But we have just had our hottest month on record ever – not our hottest January ever, our hottest month on record everywhere. They are digging now mass graves to bury fish. We have large parts of the eastern seaboard on fire. And meanwhile we’ve got a Liberal government that is having a debate about whether climate change exists, and saying maybe we can take some public money from schools and hospitals and put it into new coal-fired power stations. We’ve got a Labor Party that is likely to be the next government, that is happy to open up new coalmines. Opening up new coalmines, for goodness sake. It’s like the patient is presenting with signs of heatstroke and the Liberals are saying, “Well, let’s stick her in a taxpayer-funded sauna and see if it gets any better,” and Labor’s saying, “Oh, no, we don’t want the sauna to be taxpayer funded.” Like, it is time...
KERRYN PHELPS
(LAUGHS)
ADAM BANDT
It is time now to vote for climate change. This election has to be a climate change election. And I think it’s time for everyone… If you want to make sure that your kids and your grandkids aren’t going to every summer holidays wondering how many people are going to die from the next bushfire or in the next heatwave, it is time to, I would say, vote one Greens, vote...give your preferences to some good-minded independents, and to send a message to the next lot, whoever form governments... I hope people take the opportunity to kick out this rotten, climate-denying, inequality-turbo-charging government, but the next lot needs to be told. The scientists have told us not only that climate change is real, but if we’ve got any hope of winding it in, we need to replace one coal-fired power station with renewable energy every year between now and 2030.
TONY JONES
Adam, the Greens are...
ADAM BANDT
It’s only going to be the Greens and the crossbench who will stand up and do it.
TONY JONES
Adam, the Greens are proposing radical new legislation...
ADAM BANDT
Yes.
TONY JONES
...to actually ban the mining of coal, the export of coal, and the development of coalmines in Australia by 2030. Will you have any support at all for a measure like that?
ADAM BANDT
Well, we’ve been...
TONY JONES
Among the crossbench we’re sitting with now, or anywhere?
ADAM BANDT
We’ve been proposing things for some time that the initial response was for people to laugh at and oppose, like the banking royal commission, and then they came around to it. Look, we need to...you know, coal needs to have its Marie Kondo moment, where we say, “Thank you, you know, you’ve done us well, but you no longer spark joy – you just spark bushfires. We need to put you aside, and we’re moving on now to renewables.”

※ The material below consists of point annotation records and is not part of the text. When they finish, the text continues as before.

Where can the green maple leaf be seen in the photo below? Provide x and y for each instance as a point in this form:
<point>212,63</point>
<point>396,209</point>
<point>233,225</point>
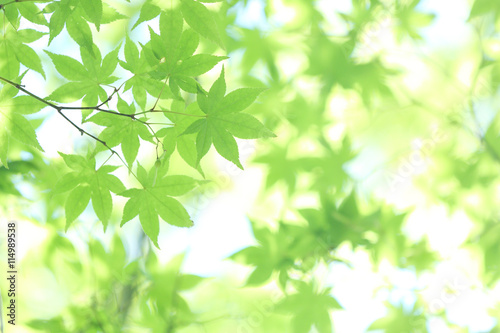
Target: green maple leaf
<point>86,79</point>
<point>181,119</point>
<point>309,307</point>
<point>275,252</point>
<point>85,183</point>
<point>124,131</point>
<point>141,82</point>
<point>13,51</point>
<point>171,54</point>
<point>155,199</point>
<point>224,121</point>
<point>12,122</point>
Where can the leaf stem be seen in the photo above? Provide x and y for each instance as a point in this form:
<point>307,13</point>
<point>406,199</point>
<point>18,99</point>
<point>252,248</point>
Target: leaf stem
<point>59,110</point>
<point>173,112</point>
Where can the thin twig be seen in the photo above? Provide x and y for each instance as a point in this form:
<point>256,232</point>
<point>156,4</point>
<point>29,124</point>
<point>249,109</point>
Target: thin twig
<point>59,110</point>
<point>173,112</point>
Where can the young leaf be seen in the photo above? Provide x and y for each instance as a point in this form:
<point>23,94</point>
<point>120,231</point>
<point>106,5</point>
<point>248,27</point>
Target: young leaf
<point>93,8</point>
<point>155,198</point>
<point>77,200</point>
<point>201,20</point>
<point>148,12</point>
<point>223,121</point>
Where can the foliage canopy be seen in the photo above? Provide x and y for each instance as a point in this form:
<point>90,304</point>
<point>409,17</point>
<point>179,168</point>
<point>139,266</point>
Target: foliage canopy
<point>368,134</point>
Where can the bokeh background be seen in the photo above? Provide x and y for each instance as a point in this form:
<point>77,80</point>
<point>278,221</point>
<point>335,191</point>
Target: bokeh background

Like, it’s... I’m not saying that... There’s coal-fired power stations keeping the lights on here. There’s communities that I’ve gone and visited in Muswellbrook and Lithgow and the Latrobe Valley who’ve worked in coal-fired power stations. It’s not them that I’ve got the problem with. When we all sat around and decided to build a society that was coal-fired power, it’s not because people were evil – we just thought we could do it. We now know better. Just like we wouldn’t mine asbestos anymore, because we know that when you use this product in the manner it’s intended it has a harmful effect, we need a plan to phase out coal.

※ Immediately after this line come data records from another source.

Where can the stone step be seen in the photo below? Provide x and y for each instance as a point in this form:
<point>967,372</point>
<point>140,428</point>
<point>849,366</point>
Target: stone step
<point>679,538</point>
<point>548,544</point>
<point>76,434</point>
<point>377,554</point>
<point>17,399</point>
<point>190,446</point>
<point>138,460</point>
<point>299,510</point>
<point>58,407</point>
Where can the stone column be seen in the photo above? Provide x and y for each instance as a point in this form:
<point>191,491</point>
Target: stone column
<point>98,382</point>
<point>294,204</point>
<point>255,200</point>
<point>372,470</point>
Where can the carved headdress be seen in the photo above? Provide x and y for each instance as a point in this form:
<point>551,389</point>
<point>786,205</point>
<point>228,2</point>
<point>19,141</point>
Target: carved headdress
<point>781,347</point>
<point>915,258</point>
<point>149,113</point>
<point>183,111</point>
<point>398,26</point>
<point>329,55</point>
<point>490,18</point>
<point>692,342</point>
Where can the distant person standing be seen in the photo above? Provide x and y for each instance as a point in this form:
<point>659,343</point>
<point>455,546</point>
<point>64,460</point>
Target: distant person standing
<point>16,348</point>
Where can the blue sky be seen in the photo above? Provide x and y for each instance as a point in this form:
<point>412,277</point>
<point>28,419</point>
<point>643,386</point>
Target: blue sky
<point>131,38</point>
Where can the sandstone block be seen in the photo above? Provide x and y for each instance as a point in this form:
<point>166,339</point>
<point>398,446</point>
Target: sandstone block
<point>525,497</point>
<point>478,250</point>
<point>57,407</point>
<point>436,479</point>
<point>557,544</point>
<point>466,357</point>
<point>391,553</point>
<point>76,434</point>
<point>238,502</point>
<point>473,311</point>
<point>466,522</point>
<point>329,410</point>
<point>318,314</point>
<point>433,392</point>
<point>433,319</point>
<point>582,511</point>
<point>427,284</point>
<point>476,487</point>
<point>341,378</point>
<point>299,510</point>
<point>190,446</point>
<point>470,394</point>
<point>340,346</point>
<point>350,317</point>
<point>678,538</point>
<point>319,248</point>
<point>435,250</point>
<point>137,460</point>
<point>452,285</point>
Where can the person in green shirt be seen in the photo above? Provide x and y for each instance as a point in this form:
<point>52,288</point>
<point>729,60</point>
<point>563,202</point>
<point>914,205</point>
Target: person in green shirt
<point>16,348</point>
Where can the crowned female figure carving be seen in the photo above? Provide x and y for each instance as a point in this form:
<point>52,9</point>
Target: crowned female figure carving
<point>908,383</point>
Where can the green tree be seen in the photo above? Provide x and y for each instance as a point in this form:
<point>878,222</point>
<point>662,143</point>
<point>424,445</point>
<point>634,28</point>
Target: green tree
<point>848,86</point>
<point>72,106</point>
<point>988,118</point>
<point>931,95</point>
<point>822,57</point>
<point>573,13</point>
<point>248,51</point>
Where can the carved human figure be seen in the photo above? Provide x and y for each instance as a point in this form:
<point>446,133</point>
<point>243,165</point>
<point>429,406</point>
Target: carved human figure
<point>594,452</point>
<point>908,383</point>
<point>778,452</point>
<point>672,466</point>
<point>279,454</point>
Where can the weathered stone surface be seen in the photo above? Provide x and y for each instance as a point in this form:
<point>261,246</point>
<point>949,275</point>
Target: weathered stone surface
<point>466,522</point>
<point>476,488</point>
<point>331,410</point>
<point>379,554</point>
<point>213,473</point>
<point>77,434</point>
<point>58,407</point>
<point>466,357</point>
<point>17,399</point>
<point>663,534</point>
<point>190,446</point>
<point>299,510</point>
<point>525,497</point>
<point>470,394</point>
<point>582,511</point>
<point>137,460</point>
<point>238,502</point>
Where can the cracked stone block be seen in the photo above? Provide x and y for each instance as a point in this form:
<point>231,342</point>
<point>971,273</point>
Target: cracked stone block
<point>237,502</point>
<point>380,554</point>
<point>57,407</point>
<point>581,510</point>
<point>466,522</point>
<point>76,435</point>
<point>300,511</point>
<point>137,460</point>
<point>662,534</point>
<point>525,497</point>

And if you think that what we’re proposing, Tony, is radical, I guess I would say the world’s scientists have just told us that we could hit 1.5 degrees of warming in 12 years. Right? By 2030. What we’re seeing now could become the new normal. We’ve got the technology, right? It’s cheap now to build new renewables. Let’s make the switch. The...Liberal and Labor are taking in about a million dollars a year from the fossil fuel industry in donations – they’re not going to do it. You need us to stand up to it.
TONY JONES
OK. Now, Julia just left the Liberal Party, so I’m going to ask you – how serious a blow was it when Josh Frydenberg’s attempt to actually have a National Energy Guarantee was knocked on the head by your own party, having already pushed it through once?
JULIA BANKS
Mm. It was very serious, and it was devastating. But first, may I say, Aisheeya, thank you for your leadership, because you are the future. And your leadership, and young people around Australia, and certainly in my electorate of Chisholm, and everyone I talk to in Flinders, are really, really frustrated that the major parties have been faffing about on climate change for so many years now. And I think... You know, the National Energy Guarantee, it should have gone through. It’s not perfect, it’s not perfect, but, you know, perfection is the enemy of good. I mean, it was a good platform to build on, and it was extremely frustrating.
TONY JONES
Do you accept Adam’s position, the Greens’ position, that, in fact, the Liberal Party is full of climate change deniers?
JULIA BANKS
Certainly the hard right wing are definitely climate deniers. I mean, you know, it’s a struggle for them to understand that climate change is real, let alone climate change is actually happening. And so, you know, the NEG had the overwhelming support of the party room but, nonetheless, the moderates’ voice was drowned out in relation to climate change. I’m not alone, I wasn’t alone, in the Liberal Party in terms of speaking out in support of the National Energy Guarantee. I spoke out many times, but...
TONY JONES
And strangely, the man who proposed it is now the...
JULIA BANKS
Strangely. (LAUGHS)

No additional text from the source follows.